Otter floats personal property tax cut plan
BOISE - The measure everybody in the Idaho Capitol has been waiting for - personal property tax relief - is finally in play, after Gov. Butch Otter released a draft proposal Thursday for review by counties, cities, schools, business groups and lawmakers.
Otter's plan would eliminate the estimated $140 million tax on business equipment by 2019 or 2020, according to the Idaho State Tax Commission.
Under the proposal, Idaho's taxpayer-supported general fund would replace about $90 million that cities, counties, schools and other local governments stand to lose under the repeal. Local governments would have options to replace the remaining amount if they decide they need to, by shifting the burden to homeowners and other classes of real property.
Otter's chief of staff, David Hensley, still expects potential modifications to the proposal but said the governor wanted to begin discussions of what promises to be one of the two biggest issues of the 2013 Legislature, along with the proposed state-based health insurance exchange.
"We've distributed the proposal to the stakeholder groups and are asking them to give us their feedback by the close of business on Friday," Hensley said.
In its present form, the bill calls for a total repeal of the tax on everything from office desks to power lines to semiconductor equipment starting in 2013.
That's something that the pro-business Idaho Association of Commerce and Industry has been working feverishly on for years, to help its members including Idaho Power Co. and Micron Technology Inc., two of the state's biggest personal property taxpayers, which contend the tax is unfair and stunts economic growth.
With the state planning to replace only about $90 million of the lost tax revenue from the general fund, local governments stand to lose more than $40 million a year by the time the repeal is complete in 2020.
But Alex LaBeau, IACI's top lobbyist, contends that figure isn't nearly as dramatic as it sounds, because the proposal limits taxing districts' annual losses to a maximum of just 3 percent of their personal property tax revenue in each year of the repeal.

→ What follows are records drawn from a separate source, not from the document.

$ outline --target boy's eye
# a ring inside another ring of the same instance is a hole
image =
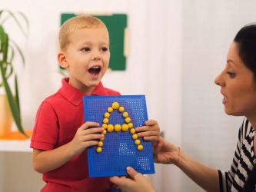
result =
[[[108,48],[105,48],[105,47],[103,47],[103,48],[101,48],[101,51],[105,52],[105,51],[108,51]]]
[[[235,77],[235,74],[231,71],[228,71],[227,74],[229,75],[231,78],[234,78]]]
[[[88,47],[86,47],[86,48],[83,48],[82,49],[81,49],[81,51],[91,51],[91,48],[88,48]]]

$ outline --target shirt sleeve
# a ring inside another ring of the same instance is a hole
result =
[[[37,111],[30,147],[40,150],[55,148],[58,134],[58,122],[52,106],[43,101]]]
[[[238,169],[238,162],[239,161],[240,153],[243,144],[243,140],[244,135],[246,134],[248,124],[248,121],[244,119],[243,124],[239,129],[238,141],[237,144],[236,150],[234,151],[234,156],[230,170],[228,172],[218,170],[220,192],[230,191],[230,188],[233,184],[233,180]]]

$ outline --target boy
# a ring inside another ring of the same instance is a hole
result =
[[[109,38],[105,24],[86,15],[70,18],[59,31],[59,65],[69,72],[62,86],[40,105],[31,141],[34,169],[43,174],[41,191],[109,191],[108,177],[89,178],[87,151],[104,137],[104,128],[85,122],[83,95],[119,95],[103,87],[101,79],[109,62]],[[159,138],[156,121],[138,127],[138,136]],[[88,127],[92,127],[89,128]]]

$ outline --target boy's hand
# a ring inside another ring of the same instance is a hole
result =
[[[155,191],[149,180],[137,173],[131,167],[127,167],[130,178],[111,177],[110,181],[118,186],[123,192],[153,192]]]
[[[88,121],[77,130],[73,140],[70,142],[71,150],[74,155],[81,154],[88,147],[98,144],[98,141],[95,140],[104,137],[103,134],[99,134],[104,128],[97,127],[98,126],[98,123]],[[95,128],[88,129],[90,127],[95,127]]]
[[[151,119],[145,122],[145,126],[135,128],[138,137],[142,137],[145,141],[151,141],[153,147],[160,138],[160,127],[158,121]]]

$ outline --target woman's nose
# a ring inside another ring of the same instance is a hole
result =
[[[223,78],[222,78],[222,74],[223,74],[223,71],[215,78],[214,83],[217,85],[223,86],[224,81],[223,81]]]

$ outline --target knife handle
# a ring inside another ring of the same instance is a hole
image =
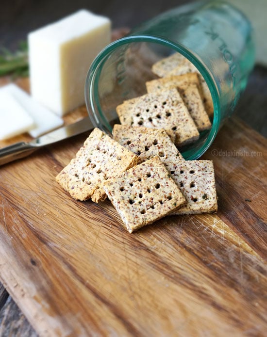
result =
[[[37,148],[32,144],[20,142],[0,149],[0,165],[29,156]]]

Even counties like Caribou and Power in southeastern Idaho that depend on the personal property tax for about 40 percent of their income likely have the ability to absorb such a hit, LaBeau contends, without having to resort to shifting taxes to other classes of properties.
"Three percent - we're not talking a big number," he said. "It works very well. It's very artfully crafted."
Under Otter's proposal, urban renewal districts won't get any replacement money from the state.
The measure does allow those Idaho school districts that decide they need to make up lost cash the discretion to increase tax levies on residential and commercial property without requiring a vote of residents.
Other, non-school taxing districts can't automatically boost their tax levies to replace lost revenue.
They can, however, go to their local county commission to ask for approval to raise taxes via a special levy - a provision that would not only shift the tax burden, but which could put local county commissioners in the hot seat when such decisions are made.
Seth Grigg, an Idaho Association of Counties policy analyst in Boise, said he was reserving comment until today while the association reviews the details of Otter's plan.
Grigg's group has previously said its 44 member counties will have trouble stomaching any proposal that doesn't provide adequate replacement dollars, so as not to endanger important public services they often must provide by state law.
Otter's proposal does provide a safety valve, in the event of an economic downturn like the deep recession that began in December 2007 that might leave Idaho with too little state revenue to make the replacement payments. The Idaho House and Senate can pass resolutions to put a stop to the repeal, one year at a time, according to the proposal.